誰の目も気にせず父親に会える。医師や看護師聞かれたら、わたしの友達だと言えばよい、と渋る陸を説得する。

それでも、陸は決して首を縦にはふらなかった。

倒れた翌日、一緒に病院に行ってからずっとこうだ。
もしかしたら、彼はもう父親には会わないつもりなのかもしれない。どういうつもりでそうしているのかは、分からないけれど。

先輩の気持ちはありがたいですけど、今は会うべきではないと思うんです。ただでさえ、家族ではないんだし……

陸から返ってくるのは、いつも曖昧な答え。なぜ自分の父親に会いたくないのか、その理由が分からない。

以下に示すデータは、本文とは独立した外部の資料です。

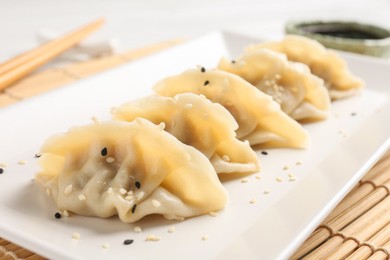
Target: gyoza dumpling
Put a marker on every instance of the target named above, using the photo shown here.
(260, 119)
(130, 170)
(300, 94)
(196, 121)
(324, 63)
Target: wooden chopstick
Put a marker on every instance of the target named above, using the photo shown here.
(16, 68)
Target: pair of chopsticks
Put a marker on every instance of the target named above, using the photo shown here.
(23, 64)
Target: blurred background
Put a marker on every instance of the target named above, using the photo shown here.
(138, 23)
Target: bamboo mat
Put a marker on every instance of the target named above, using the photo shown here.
(358, 228)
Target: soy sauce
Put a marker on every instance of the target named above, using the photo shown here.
(349, 33)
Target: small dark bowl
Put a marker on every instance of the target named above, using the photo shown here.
(347, 36)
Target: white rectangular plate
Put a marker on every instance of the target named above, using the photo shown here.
(342, 149)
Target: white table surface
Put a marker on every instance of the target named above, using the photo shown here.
(137, 23)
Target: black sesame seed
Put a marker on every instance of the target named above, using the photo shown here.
(104, 151)
(128, 242)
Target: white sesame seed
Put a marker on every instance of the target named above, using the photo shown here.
(153, 238)
(188, 106)
(245, 180)
(82, 197)
(68, 189)
(171, 229)
(65, 213)
(213, 213)
(162, 125)
(76, 236)
(137, 229)
(140, 195)
(139, 121)
(110, 159)
(226, 158)
(113, 110)
(129, 197)
(22, 162)
(156, 203)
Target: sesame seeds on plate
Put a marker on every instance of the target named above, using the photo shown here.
(105, 246)
(137, 229)
(153, 238)
(244, 180)
(22, 162)
(278, 179)
(128, 241)
(171, 229)
(76, 236)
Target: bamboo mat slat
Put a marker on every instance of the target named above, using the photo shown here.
(358, 228)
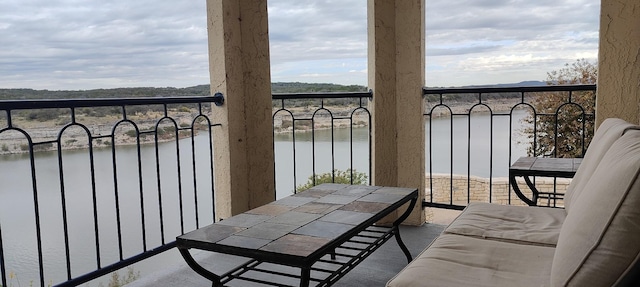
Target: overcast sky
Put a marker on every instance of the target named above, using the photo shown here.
(89, 44)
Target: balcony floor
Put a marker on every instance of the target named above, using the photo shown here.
(376, 270)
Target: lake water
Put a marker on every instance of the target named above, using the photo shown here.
(472, 152)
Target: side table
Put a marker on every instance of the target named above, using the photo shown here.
(527, 167)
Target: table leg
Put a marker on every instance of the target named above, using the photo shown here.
(519, 193)
(215, 279)
(396, 229)
(305, 276)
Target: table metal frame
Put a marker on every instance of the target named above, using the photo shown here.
(527, 167)
(324, 267)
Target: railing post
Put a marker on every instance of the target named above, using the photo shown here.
(396, 76)
(239, 67)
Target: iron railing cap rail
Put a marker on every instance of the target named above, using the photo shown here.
(321, 95)
(525, 89)
(99, 102)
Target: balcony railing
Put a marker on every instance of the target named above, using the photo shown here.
(474, 134)
(99, 184)
(321, 136)
(92, 198)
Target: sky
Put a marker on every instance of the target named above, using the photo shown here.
(91, 44)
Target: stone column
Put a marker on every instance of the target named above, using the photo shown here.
(619, 61)
(396, 76)
(240, 69)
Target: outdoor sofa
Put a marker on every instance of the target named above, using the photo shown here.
(593, 241)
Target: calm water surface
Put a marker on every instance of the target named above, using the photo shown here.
(471, 154)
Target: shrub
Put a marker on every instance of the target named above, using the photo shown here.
(337, 176)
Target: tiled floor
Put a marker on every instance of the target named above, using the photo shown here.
(376, 270)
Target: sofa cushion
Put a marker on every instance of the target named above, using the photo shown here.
(600, 238)
(607, 133)
(518, 224)
(455, 260)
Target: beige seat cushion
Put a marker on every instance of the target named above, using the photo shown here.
(607, 133)
(454, 260)
(519, 224)
(600, 238)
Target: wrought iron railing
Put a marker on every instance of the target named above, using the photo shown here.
(123, 190)
(91, 186)
(321, 136)
(474, 134)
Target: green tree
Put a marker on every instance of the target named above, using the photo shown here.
(565, 122)
(337, 176)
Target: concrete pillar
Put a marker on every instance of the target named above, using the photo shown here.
(396, 76)
(619, 61)
(239, 67)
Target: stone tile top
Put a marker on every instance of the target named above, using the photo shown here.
(302, 224)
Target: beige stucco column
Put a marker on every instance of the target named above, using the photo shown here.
(619, 61)
(396, 76)
(239, 67)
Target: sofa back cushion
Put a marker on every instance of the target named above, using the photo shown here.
(599, 241)
(609, 131)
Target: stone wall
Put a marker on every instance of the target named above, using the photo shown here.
(495, 190)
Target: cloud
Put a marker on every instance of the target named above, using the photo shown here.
(81, 44)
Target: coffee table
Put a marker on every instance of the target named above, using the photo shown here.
(320, 234)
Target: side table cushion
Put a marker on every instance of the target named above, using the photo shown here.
(598, 242)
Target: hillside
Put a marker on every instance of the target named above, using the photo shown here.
(201, 90)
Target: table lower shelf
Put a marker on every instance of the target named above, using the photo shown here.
(325, 272)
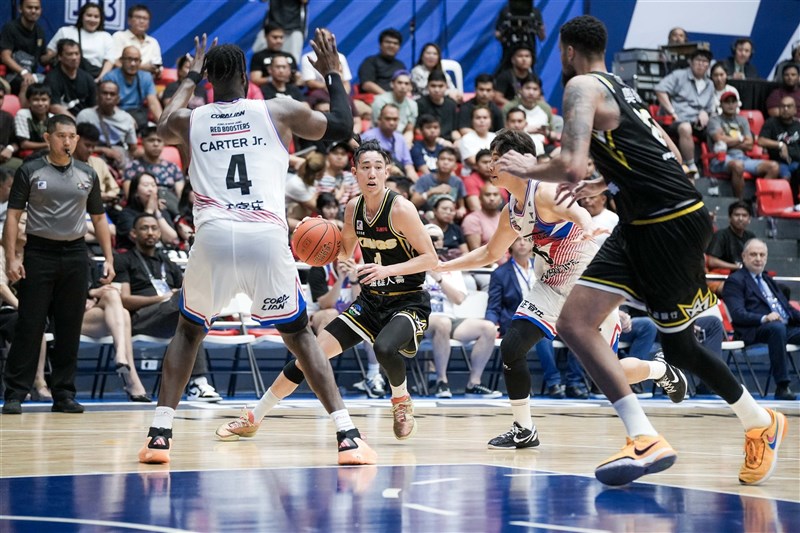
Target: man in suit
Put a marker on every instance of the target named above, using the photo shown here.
(761, 313)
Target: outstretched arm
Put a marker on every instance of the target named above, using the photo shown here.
(173, 124)
(581, 100)
(489, 252)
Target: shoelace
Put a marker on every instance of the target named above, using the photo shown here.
(753, 452)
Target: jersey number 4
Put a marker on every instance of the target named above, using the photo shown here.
(237, 174)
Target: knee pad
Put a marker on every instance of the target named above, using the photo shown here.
(295, 325)
(513, 347)
(294, 374)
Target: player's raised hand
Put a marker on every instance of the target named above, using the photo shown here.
(515, 163)
(324, 46)
(200, 43)
(575, 191)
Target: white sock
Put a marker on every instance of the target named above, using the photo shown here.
(399, 391)
(750, 414)
(658, 369)
(522, 412)
(630, 411)
(342, 420)
(163, 417)
(265, 405)
(373, 369)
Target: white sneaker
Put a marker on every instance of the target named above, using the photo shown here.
(201, 391)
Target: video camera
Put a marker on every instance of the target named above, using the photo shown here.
(520, 27)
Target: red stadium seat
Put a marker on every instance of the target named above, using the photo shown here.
(11, 104)
(172, 155)
(774, 199)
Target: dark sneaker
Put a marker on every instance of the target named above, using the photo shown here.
(479, 391)
(442, 390)
(517, 437)
(12, 407)
(353, 450)
(578, 392)
(67, 405)
(156, 448)
(673, 381)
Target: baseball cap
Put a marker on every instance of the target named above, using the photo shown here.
(434, 231)
(702, 52)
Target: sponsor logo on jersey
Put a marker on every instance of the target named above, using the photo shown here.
(275, 304)
(377, 244)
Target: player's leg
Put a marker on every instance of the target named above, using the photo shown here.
(396, 335)
(521, 336)
(176, 371)
(483, 332)
(439, 329)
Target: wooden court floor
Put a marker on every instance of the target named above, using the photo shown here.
(62, 472)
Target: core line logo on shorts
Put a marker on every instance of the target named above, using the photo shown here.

本当に家族に遠慮しているのか。それとも別の何かなのか……聞いても陸はきっと答えない。

どうして?
わたしは、一緒に来て欲しいのに。

紗己子

分かったよ。もう誘わない、じゃあね

苛立ちを隠さず吐き捨てるように言うと、陸の返事も聞かずにバスに乗った。

困惑したようにわたしを呼ぶ声も、全部無視して。

一緒にいて欲しかったのは、単純に一人では気が狂いそうだったから。そんなことも素直に吐き出せないわたしは、結局病室で父と二人きりになる。

機械音だけが響く、無機質な空間。

意識のないの父がわたしに語りかけることはない。わたしも何かを語りかけることはない。この男には何一つ恩義は感じてはいない。愛されてもいなければ、愛してもない。

そんなわたしが、何故かここに足を向けてしまう理由は一つ――この男が目覚めてしまわないか、見張るためだと思う。

どうしてそんなことを、誰かに話せるだろう。血を分けた父親が、このまま目覚めないことを望んでいるなんて。

もしも、もしも。父が目覚めてしまえばわたしはきっとあの男に勝てない。陸とは引き離される……二度と、会えなくなる。

そして、それは現実になろうとしていた。先程病室にやって来た医師が、数日中に、快方に向かう可能性が高いと言ったのだ。

そう――だから、やるなら今しかない。

この男さえいなくなれば、全てなかったことにできる。わたしたちは、ずっと一緒にいられる――そればかりが頭の中を支配して。

それ以外は何も、見えなくなる――

父の生命を維持する機械に繋がったいくつかの管。わたしは静かにそれに手を伸ばした。